Tissue Phenomenon references the tissue box to be found in the rear of many cars today. Especially popular with the Asian population (and in countries like Malaysia, Singapore and Japan, such tissue boxes are to be found in the majority of vehicles), these tissue boxes are often to be found in customized or branded cases from lacey or knitted tissue containers to Hello Kitty plastic tissue holders. Tissue Phenomenon features artist built and engineered self-blowing tissue boxes (see reference images). Aesthetically, Tissue Phenomenon is influenced by the work of Donald Judd. Conceptually however, these objects have an affinity with objects of Japanese Chindogu.

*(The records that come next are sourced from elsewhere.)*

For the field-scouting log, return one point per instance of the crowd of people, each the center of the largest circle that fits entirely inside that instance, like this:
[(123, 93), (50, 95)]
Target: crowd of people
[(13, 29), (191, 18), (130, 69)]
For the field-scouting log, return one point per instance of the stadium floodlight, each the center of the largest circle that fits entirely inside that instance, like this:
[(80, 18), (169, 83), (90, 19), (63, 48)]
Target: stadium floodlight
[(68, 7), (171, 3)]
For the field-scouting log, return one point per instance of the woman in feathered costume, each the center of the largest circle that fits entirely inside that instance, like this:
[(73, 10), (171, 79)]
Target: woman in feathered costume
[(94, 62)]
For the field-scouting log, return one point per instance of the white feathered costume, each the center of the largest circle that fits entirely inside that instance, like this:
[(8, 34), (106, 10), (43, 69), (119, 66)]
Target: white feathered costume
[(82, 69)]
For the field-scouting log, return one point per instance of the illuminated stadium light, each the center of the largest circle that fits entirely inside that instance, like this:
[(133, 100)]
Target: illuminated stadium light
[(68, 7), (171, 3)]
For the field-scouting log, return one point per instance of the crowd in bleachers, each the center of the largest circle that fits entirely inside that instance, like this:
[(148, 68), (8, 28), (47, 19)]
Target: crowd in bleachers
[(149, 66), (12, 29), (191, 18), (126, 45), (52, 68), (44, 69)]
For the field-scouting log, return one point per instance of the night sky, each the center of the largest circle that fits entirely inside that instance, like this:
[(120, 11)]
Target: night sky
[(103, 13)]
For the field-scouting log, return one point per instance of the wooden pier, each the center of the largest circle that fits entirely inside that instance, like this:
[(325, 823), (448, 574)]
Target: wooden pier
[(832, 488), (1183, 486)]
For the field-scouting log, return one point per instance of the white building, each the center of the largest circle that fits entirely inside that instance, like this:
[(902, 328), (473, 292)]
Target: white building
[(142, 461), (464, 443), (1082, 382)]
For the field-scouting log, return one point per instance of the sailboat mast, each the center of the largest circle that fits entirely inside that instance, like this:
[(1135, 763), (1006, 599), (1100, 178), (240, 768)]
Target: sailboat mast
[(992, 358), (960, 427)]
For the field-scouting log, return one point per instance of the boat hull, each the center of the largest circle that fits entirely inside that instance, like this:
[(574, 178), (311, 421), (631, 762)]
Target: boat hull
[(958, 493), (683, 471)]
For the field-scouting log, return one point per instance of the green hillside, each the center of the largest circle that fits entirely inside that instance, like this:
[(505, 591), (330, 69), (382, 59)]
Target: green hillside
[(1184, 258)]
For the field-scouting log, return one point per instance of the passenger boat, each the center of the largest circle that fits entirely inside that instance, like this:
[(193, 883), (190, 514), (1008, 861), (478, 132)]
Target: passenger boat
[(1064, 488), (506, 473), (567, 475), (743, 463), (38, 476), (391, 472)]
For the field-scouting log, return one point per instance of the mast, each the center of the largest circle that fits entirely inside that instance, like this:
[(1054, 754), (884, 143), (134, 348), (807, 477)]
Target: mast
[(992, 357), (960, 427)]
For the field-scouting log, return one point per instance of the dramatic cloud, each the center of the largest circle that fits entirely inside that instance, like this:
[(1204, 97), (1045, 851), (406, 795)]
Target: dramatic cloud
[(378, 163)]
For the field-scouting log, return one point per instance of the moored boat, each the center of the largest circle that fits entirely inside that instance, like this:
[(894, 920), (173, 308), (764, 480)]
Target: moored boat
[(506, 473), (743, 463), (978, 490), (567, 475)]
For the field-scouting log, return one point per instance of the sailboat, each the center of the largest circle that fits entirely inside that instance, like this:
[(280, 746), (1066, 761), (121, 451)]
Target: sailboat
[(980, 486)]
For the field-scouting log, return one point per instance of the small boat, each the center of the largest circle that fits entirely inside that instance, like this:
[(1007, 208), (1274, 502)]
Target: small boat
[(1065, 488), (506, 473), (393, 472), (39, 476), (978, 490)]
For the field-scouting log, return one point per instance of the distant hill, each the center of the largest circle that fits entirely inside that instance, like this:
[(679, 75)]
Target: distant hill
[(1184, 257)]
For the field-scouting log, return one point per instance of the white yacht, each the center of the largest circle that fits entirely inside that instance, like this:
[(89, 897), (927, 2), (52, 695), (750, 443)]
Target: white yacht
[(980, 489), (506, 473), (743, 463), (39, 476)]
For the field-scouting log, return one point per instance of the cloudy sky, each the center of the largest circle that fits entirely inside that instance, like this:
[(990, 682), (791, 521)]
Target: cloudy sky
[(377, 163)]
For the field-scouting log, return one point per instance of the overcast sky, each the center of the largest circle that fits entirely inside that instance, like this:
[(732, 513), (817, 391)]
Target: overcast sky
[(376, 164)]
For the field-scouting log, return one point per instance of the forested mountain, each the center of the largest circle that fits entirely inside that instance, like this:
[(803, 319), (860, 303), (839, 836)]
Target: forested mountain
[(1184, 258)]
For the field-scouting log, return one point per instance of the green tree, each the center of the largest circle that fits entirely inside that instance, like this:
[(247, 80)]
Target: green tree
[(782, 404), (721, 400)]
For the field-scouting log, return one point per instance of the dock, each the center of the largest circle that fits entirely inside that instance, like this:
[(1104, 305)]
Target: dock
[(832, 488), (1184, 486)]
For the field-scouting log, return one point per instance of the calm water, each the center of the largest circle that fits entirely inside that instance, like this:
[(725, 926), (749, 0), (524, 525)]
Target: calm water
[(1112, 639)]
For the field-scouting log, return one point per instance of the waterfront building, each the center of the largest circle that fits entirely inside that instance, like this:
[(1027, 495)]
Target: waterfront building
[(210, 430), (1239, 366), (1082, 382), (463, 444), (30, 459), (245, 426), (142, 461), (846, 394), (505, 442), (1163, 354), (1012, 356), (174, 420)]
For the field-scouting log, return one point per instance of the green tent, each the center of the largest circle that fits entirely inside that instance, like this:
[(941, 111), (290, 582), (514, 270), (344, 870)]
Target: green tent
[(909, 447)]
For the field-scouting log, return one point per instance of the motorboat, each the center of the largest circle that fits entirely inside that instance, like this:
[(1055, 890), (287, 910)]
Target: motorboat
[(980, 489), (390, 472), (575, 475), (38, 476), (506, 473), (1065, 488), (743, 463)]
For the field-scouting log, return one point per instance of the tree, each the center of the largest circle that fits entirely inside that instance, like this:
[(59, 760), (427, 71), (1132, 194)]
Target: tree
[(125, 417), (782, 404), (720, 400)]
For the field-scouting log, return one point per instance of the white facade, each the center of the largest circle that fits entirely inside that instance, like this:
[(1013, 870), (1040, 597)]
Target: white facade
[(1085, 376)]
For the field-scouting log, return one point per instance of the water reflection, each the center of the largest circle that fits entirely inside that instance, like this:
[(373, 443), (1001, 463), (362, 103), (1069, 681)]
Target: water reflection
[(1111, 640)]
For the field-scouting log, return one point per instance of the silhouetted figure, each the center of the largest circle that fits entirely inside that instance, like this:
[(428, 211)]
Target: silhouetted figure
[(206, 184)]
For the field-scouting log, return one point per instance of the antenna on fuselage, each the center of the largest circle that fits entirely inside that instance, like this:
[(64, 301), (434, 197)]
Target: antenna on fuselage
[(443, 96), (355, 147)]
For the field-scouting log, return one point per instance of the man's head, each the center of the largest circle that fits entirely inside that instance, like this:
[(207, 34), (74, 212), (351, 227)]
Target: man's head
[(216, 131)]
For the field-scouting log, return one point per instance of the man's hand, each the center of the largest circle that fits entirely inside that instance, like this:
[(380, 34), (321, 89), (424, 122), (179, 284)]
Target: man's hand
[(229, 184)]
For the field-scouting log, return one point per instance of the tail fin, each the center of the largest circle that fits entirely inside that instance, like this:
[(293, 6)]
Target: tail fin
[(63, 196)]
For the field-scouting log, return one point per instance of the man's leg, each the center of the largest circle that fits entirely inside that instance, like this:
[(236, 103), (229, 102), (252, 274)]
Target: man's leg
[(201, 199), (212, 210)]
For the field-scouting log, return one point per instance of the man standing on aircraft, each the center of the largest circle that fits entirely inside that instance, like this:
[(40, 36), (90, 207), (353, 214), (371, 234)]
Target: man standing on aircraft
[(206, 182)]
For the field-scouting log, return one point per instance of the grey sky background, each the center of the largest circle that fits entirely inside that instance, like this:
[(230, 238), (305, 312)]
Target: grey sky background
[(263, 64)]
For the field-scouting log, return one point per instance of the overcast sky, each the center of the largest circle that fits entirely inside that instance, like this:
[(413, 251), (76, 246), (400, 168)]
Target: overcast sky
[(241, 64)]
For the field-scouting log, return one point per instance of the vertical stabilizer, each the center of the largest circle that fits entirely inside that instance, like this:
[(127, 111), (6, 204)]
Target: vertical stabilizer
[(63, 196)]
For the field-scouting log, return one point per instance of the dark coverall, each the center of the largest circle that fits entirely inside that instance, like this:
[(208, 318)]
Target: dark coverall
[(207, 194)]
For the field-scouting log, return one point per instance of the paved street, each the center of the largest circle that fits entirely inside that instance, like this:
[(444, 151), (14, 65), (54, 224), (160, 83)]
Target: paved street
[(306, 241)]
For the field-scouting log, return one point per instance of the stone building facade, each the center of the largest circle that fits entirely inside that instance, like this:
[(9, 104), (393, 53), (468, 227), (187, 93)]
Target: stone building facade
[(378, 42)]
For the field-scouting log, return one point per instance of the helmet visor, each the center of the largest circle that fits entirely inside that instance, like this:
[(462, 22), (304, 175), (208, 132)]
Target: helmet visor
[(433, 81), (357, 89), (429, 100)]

Chindogu refers to the practice of inventing useless (or ‘unuseless’) objects. Tissue Phenomenon is not unlike a contemporary fetish object designed for the interior of cars to ward off knowledge of the statistical dangers of driving, functioning much like many accoutrements of contemporary suburbia designed to help us manage the traumatic excesses of suburban life (e.g. the robberies, stabbings, fights, child abuse and so on). It is no accident that these are tissue boxes… tissues are used to wipe up messes as well as tears! The Tissue Phenomenon is constructed of metal and spray painted in automotive paint and color. The Phenomenon includes a powered fan built in on the side. Two ‘slots’ on the top allow tissues to ‘blow’, as air is expelled by the fan through the slots.




British Racing Green


Clemens new work might best be described as flags. I mean they sure look it-these small pieces of silk fluttering vertically from a box. The key difference though is that unlike a traditional flag, with its horizontal vantage that inscribes a horizon of inclusion, these flags of Clemens are more like upstarts, more like Marilyn Monroe’s dress which billowed so indecently about her modesty. Of course that incident is less ambiguous than its burlesque manners suggest and Clemens’ own trafficking, through such a specific cultural phenomena, should be no less contradictory.


Tissues are systematic objects. Tissues smear loads, they carry away excess and feed off abrasions. Tissues induce pity but also nourish comfort and provide reassurance. They tend to either physical or mental wounds, transferring such moments into a remonstrative pathos that can never deny the emphasis of a snuffling scene or even pre-empt an unfortunate spill. These scenes of excess play out alongside Clemens’ tissues which utter just that one perfect moment, just that one perfect silk cut, so intent on fluttering its own superficial significance within its onerous facade.


Clemens' tissues are pitiful and snide. They exert a moral aggression against pretence. These accessories mime a vanity, one picture perfect with the male driven assertion of burlesque decency. If these flags have their corollary in Marilyn Monroe's suggestive beckoning, then Clemens' social context, his assertion of the phenomena is the tail end, the denouement joy of a post-sublime swallow. These are tissues for an obsolescent age. They stand out neither as the obsessive or neurotic banalities they could be, but instead exact a vindictive and mimetical replication on the very age they exist within. These tissue boxes are designed to run quite easily from the lighter sockets of the cars they spoof. This is the constancy of British Racing Green and it is far more obvious than we'd ever care to assuage. It is as though they issue a surrender that is incredulous yet benign, sympathetic and yet mocking.